View of Vivian Suter's “Tintin's Sofa,” 2020.

View of Vivian Suter's “Tintin's Sofa,” 2020.


Vivian Suter

Camden Art Centre
Arkwright Road
January 17–April 5, 2020

After her studio in Panajachel, Guatemala, was destroyed by Hurricane Stan in 2005, Vivian Suter began adapting her painting practice to her temperamental environment. She started painting large abstract washes of color outdoors, leaving the unstretched canvases to dry in the jungles near Lake Atitlán. Pigment, house paint, fish glue, rainwater, leaves, mud, and errant marks left by plant and animal life combine to form energetic compositions inspired and manipulated by nature.

For “Tintin’s Sofa,” the Swiss Argentine artist’s latest exhibition at Camden Arts Centre, scores of these paintings hang in an improvised arrangement, obscuring the gallery architecture with dense canopies of canvas. Nearly two hundred untitled works appear overhead, on walls, in clusters at the center of the room, or staggered across entranceways so that visitors must pass through them. Some hang in tight succession from large racks, like outfits in a walk-in closet. Some are buried in piles laid out around the floor. Others hang outside in Camden Arts Centre’s garden. The paintings themselves depict swirling leaf- and shell-like forms in black, orange, and clay red, or hazy pools of blue, beige, and aquamarine. Others verge on the representational: what might be a Matisse-inspired still life or a brushed outline of Suter’s dog (after whom the show is named).

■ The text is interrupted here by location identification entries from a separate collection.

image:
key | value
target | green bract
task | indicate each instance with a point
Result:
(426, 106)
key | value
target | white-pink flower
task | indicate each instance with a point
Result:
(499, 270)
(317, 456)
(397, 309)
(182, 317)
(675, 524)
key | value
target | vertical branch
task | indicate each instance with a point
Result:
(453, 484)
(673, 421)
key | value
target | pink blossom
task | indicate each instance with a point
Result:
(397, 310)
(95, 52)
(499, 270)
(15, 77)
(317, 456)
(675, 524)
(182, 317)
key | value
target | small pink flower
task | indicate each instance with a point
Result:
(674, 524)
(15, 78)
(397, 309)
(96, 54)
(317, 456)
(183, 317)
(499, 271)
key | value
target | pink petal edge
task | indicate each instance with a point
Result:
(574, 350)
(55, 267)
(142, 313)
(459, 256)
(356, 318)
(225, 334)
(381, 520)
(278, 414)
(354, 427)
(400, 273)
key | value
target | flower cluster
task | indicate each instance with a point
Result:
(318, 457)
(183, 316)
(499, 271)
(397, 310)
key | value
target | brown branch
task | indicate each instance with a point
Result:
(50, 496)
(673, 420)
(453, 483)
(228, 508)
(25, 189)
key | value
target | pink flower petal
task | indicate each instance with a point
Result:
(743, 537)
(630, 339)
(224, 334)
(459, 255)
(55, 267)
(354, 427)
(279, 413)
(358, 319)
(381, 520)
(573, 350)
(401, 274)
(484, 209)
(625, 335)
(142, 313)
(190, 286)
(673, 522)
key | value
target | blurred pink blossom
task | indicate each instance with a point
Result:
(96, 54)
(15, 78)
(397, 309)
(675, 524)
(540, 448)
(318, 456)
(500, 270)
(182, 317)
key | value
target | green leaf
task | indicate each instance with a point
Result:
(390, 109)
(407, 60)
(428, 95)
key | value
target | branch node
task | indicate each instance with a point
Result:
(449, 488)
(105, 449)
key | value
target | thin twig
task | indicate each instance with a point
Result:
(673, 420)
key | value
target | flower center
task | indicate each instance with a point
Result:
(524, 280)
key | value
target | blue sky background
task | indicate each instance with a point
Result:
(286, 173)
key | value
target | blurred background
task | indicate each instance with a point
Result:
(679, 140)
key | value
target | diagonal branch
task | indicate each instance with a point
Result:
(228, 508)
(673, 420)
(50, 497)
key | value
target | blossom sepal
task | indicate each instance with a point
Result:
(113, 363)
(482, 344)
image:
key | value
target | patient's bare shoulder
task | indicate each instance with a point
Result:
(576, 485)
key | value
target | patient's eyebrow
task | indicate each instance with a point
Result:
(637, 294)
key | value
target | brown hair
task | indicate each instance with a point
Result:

Despite its blooming excess, the exhibition is rooted in subtle tension. Surrounded by these canvases, one feels their obdurate weight, gravity, and dangling frayed ends (inseparable from the thought of Suter painting them between downpours and dragging them across wet earth). Yet the artist’s splattered, hasty brushwork imbues her forms with a sense of motion. Some rise like vapor, while one swampy color field, thick with teal and grass-green paint, percolates like a petri dish. As a single composition, “Tintin’s Sofa” describes painting as a kind of refuge, an act of shelter-making as the storm rages on.